Nobel-prize author William Golding, who grew up in Marlborough, tried to rape a 15-year-old girl in the town, according to a biography due to be published.

It happened when he was in his late teens and on holiday from Oxford university.

The biography has been written by John Carey, emeritus professor of English literature at Oxford, who will be presenting Marlborough’s inaugural literary lecture on September 18.

Mayor Nick Fogg has launched what he hopes will become an annual series of lectures by leading figures.

Golding, who died aged 81 in 1993 and is buried in Salisbury, was born in Cornwall and came to Marlborough with his parents, who lived on The Green. His father was a teacher at Marlborough Grammar School and his mother a leader in the suffragette movement.

From the grammar school Golding went to Oxford and although his family wanted him to be a scientist he rebelled and studied literature.

Prof Carey was given access to a personal journal and diary kept over two decades by Golding. It is from this and an unpublished memoir Golding left for his wife that Prof Carey has extracted the confession.

Golding was 18, so the year would have been 1929. The girl, identified in Carey’s jottings, as Dora, was precocious, he wrote. Golding said she fought him off and ran away as he stood shouting: “I’m not going to hurt you.”

Two years later Golding met the girl again and had, according the writer’s memoirs, lusty sex in a field although he believed she consented in some kind of attempt to discredit the family because his father was a teacher.

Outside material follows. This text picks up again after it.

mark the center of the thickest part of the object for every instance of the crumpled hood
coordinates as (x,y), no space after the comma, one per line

Golding who taught for a time at Bishop Wordsworth’s school in Salisbury, admitted in his memoirs that he divided his pupils into gangs with one attacking a prehistoric camp defended by another group – the theme of his best-selling Lord of the Flies, about boys stranded on an island.

Coun Fogg said: “I met William Golding at the funeral of Mrs Winburne, his old schoolma’am. He was as charming and erudite as one might expect a Nobel literature laureate to be.

“It is wonderful that his distinguished biographer, Professor John Carey, is coming to deliver the first Mayoral Literary Lecture.

“Doubtless he will have much to tell us about this Marlborough man of huge distinction. I’m particularly proud that this is in essence a launch of the book in Golding’s home town.”